No nos conformemos con el mal menor

Pedro Pablo Kuczynski en el Congreso

PPK se salvó de ser vacado, lo salvó un sector del Fujimorismo, quien fue el gran perdedor de su propia estrategia golpista. Si piensa que la izquierda lo salvó, se equivoca. La izquierda sensata continuó levantando una opción propia desde que llegó al Congreso y esta, no podía ser una ocasión distinta.

Compañero, compañera esta columna-humildemente- es para ustedes, para nosotros los que militamos y simpatizamos en alguna organización de izquierda y que concibe que la disputa política debe darse dentro de los márgenes democráticos y que creemos firmemente en un cambio de sistema y en una nueva Constitución Política para poder garantizar esos márgenes democráticos. La radicalidad no nos sirve de nada en estos momentos, nos aísla y nos persuade para llegar a límites divisorios dentro de las izquierdas.

La posibilidad de vacar a PPK, no era la batalla final, más bien, estamos a puertas de enfrentar nuevas batallas y las tenemos que afrontar de muchas formas, pero no acusándonos con el dedo, porque nuestra opción no salió resultante. Dejemos de seguir mirando nuestros ombligos, para ver el panorama en su conjunto compañero, compañera.

Dejemos de pensar, quizá, inconscientemente en conformarnos con el mal menor en circunstancias límite.

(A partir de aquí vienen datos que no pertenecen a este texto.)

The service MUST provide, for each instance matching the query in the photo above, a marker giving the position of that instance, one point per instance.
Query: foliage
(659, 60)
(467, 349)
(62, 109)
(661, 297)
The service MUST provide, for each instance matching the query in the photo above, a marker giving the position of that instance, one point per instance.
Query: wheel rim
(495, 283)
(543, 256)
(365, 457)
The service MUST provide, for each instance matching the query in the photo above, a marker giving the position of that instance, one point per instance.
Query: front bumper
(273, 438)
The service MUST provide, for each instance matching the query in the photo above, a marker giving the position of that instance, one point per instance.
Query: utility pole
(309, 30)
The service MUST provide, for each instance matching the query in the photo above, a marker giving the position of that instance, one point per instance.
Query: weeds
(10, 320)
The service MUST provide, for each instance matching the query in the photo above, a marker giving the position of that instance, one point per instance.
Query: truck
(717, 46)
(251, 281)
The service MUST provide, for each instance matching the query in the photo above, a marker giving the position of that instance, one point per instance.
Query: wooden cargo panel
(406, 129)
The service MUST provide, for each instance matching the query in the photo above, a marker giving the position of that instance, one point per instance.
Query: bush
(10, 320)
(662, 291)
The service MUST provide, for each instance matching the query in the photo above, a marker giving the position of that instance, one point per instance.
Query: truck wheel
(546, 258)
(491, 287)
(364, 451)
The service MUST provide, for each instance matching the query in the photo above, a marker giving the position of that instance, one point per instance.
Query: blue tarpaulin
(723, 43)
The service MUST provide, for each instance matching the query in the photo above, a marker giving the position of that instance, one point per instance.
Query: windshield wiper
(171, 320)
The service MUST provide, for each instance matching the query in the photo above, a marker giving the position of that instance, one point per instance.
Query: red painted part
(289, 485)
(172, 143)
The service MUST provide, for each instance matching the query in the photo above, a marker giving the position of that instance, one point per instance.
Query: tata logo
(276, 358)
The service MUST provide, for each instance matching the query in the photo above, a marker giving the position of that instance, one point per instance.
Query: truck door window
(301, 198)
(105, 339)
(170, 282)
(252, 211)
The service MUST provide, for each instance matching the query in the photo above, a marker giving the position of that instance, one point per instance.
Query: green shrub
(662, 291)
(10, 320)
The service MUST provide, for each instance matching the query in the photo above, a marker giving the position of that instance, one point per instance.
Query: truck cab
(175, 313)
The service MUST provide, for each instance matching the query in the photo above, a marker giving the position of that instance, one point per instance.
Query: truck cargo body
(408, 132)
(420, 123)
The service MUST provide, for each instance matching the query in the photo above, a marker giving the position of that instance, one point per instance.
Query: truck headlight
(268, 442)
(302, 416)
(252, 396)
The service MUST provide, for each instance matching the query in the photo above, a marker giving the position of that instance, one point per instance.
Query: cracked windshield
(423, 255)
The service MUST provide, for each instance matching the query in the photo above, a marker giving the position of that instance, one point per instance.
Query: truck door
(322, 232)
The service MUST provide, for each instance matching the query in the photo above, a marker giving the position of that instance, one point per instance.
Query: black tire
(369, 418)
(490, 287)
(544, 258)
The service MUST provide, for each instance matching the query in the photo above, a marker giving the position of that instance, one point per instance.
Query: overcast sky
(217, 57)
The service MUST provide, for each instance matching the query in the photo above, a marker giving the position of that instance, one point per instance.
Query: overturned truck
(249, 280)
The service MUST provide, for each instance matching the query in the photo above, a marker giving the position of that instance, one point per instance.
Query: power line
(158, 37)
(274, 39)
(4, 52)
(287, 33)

No tenemos por qué resignarnos a elegir entre el cáncer y el sida. El Perú merece optar por otras alternativas totalmente diferentes a las usualmente corruptas. Vamos a cambiarlo todo. Vamos a recuperar el Estado para la gente y eso lo haremos hombro a hombro, día a día, y región por región.

Esta coyuntura vivida, ha servido de pedagogía política para el país, al haberse puesto en el centro del interés público, un acontecimiento de esta envergadura, cuando mayormente se busca “adormecer” a la mayoría ciudadanía. Las movilizaciones de la semana, también nos han mostrado un dinamismo del movimiento popular aún débil, desorientado, fragmentado pero existente y con potencialidades. Es nuestro deber organizarlas, orientarlas, nutrirnos de ello y darles una salida políticamente viable.

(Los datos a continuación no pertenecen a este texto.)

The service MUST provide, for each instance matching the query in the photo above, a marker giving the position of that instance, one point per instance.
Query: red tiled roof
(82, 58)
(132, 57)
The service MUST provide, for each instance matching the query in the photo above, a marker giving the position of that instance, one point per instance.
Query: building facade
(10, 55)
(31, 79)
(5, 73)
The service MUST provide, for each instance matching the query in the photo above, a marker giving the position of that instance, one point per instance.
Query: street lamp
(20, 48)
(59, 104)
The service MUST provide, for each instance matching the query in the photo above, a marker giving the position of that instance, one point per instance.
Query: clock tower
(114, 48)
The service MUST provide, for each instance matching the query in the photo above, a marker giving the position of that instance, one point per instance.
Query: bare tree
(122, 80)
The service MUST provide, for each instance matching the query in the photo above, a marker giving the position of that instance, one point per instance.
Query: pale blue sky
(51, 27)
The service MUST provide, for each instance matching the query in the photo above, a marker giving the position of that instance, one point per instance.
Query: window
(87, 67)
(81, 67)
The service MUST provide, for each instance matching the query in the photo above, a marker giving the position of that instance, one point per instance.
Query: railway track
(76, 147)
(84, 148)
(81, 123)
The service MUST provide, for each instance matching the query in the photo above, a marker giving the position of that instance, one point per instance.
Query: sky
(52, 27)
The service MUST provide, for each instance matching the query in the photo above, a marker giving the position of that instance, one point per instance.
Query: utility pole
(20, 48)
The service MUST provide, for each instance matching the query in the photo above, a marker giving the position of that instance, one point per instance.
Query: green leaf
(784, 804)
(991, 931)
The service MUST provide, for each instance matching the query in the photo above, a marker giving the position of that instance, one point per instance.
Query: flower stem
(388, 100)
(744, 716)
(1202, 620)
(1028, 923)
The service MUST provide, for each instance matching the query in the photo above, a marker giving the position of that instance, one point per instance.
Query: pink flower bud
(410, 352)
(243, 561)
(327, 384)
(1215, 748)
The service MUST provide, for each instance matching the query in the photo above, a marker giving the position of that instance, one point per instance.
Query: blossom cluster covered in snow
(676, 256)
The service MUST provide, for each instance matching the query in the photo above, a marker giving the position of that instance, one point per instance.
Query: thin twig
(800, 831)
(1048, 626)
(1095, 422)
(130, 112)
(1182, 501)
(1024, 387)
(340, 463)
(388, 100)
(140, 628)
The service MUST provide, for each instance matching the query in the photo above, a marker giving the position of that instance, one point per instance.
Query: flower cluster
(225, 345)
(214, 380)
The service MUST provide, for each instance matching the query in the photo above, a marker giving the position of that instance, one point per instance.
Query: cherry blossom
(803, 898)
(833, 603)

Más allá de lo que queríamos, el “que se vayan todos”, era una farsa, al igual que el convocar a nuevas elecciones. ¿O acaso creyeron que el fujimorismo les aseguraba un proceso limpio y democrático? Ni de vainas compañeros, compañeras. Todo este proceso de la vacancia ha sido un proceso fraudulento de la derecha más conservadora que aparece denunciando la corrupción cuando ni ellos mismos pueden responder por sus propias cochinadas.

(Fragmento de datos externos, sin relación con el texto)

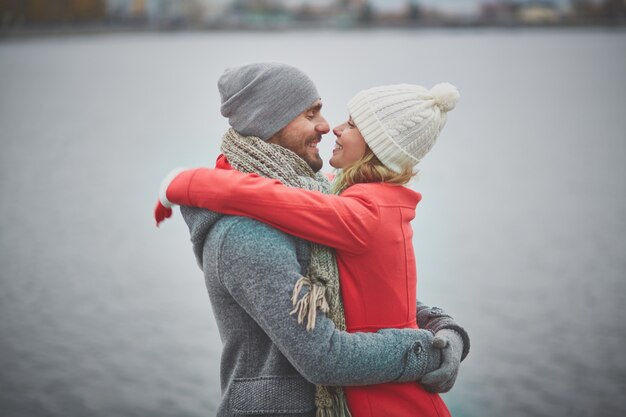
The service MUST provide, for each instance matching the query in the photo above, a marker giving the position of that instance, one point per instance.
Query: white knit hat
(400, 123)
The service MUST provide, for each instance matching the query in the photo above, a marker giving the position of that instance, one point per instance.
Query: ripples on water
(520, 233)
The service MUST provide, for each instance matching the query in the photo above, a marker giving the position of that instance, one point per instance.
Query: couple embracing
(313, 282)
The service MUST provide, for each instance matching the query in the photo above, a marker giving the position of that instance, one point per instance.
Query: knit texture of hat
(260, 99)
(400, 123)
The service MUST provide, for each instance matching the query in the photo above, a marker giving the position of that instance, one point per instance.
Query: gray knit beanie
(400, 123)
(260, 99)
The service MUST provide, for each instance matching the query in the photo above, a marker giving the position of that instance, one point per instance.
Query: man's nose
(322, 127)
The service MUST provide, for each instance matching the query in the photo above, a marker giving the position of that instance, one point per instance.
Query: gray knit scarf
(252, 155)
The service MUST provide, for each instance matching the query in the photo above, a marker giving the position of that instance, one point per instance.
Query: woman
(389, 130)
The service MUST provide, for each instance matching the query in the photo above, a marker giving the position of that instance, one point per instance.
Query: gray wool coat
(269, 362)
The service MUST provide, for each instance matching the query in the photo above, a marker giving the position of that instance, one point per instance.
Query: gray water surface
(520, 233)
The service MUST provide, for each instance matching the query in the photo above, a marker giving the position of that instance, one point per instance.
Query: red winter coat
(369, 226)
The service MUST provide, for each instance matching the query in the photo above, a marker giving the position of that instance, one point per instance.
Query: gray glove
(442, 379)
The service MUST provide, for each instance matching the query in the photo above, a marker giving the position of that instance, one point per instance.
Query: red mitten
(163, 209)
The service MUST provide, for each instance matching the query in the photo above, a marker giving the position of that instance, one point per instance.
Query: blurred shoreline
(93, 29)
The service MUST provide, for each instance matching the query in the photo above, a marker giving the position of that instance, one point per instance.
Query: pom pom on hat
(446, 96)
(400, 123)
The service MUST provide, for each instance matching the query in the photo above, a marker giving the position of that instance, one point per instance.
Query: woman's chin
(335, 164)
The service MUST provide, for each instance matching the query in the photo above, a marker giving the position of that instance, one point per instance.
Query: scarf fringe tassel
(307, 306)
(338, 406)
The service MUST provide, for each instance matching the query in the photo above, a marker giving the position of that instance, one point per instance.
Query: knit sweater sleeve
(259, 268)
(347, 222)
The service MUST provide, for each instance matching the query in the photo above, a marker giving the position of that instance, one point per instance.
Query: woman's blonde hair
(370, 169)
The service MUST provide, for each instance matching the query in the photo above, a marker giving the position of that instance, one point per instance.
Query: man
(270, 360)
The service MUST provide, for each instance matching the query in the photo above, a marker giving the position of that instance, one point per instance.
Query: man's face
(302, 135)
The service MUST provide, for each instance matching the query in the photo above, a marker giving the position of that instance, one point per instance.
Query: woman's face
(349, 146)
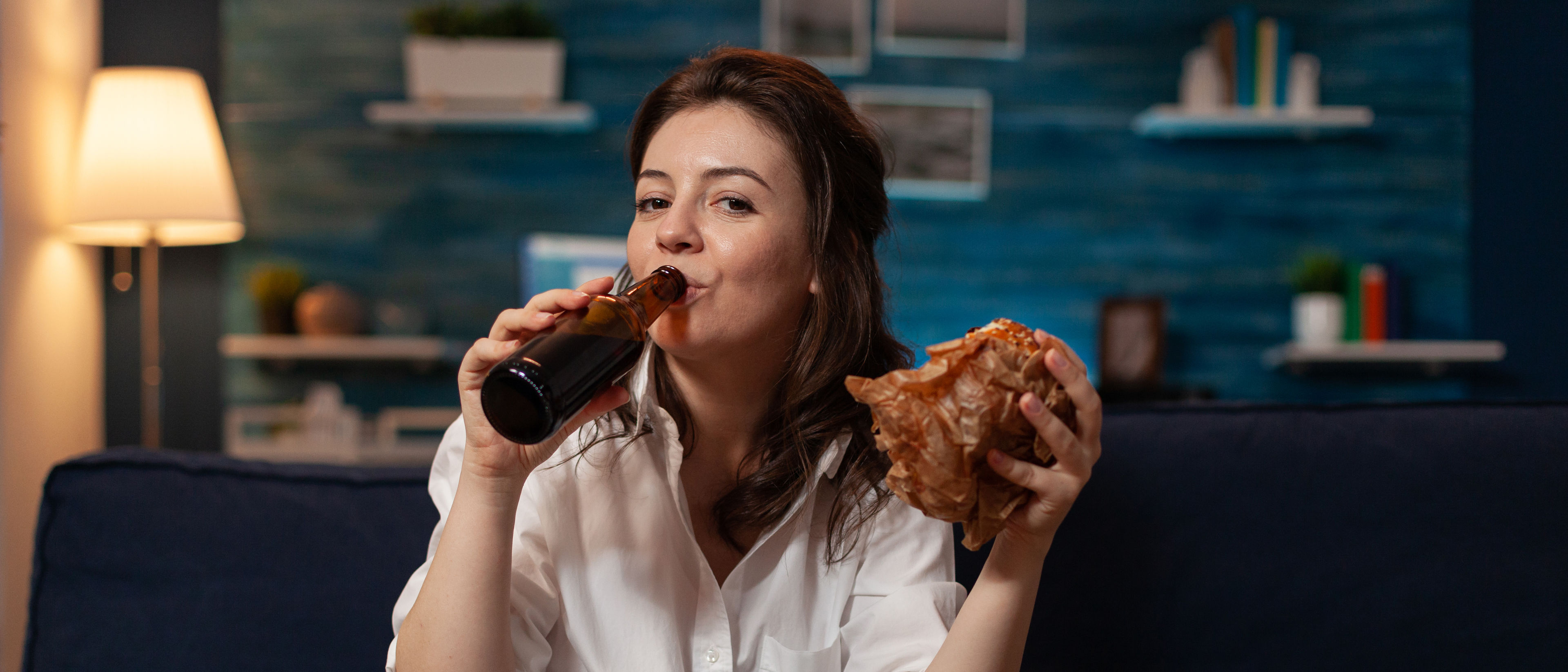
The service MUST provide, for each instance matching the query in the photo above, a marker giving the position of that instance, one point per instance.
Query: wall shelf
(333, 347)
(1170, 121)
(559, 118)
(1432, 358)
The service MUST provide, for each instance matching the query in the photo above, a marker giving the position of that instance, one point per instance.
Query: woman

Este proceso ha servido para denunciar, una vez más, al modelo neoliberal, denunciar a un lobista como PPK, denunciar al golpismo fujimorista que quiere blindar a Keiko, a como dé lugar y para ello recurre a recursos tan miserables como la denuncia a fiscales y a los miembros del Tribunal Constitucional. Ese pacto de impunidad entre la derecha más corrupta, más servil, más pro injerencista, más conservadora, más privatista, más burda, debe seguir denunciándose y enfrentándose.

Impulsemos con fuerza y seriedad un proceso constituyente como mecanismo para el cambio constitucional que incorpora la discusión pública, ciudadana sobre los asuntos constitucionales, de manera institucionalizada, permitiendo el diálogo y la convergencia para la construcción de acuerdos de la sociedad, que dé como resultado una nueva Constitución según la voluntad y las necesidades de los ciudadanos y del país.

No olvidemos que PPK hizo sus negocios usando las mismas facilidades que le brinda la Constitución de la dictadura fujimontesinista para los mafiosos y lobistas. Ese modelo está en crisis ahora mismo y le viene robando al país en contra de la ciudadanía. Hay que preparar el indispensable cambio constitucional que necesita el Perú.

Nos toca ahora organizarnos, porque vendrán por nosotros con sus políticas de ajuste económico, laboral, salarial y de ajuste social. Así que, sin miedo, sin nada que perder, porque no nacimos para resistir, nacimos para vencer y vamos a cambiarlo todo.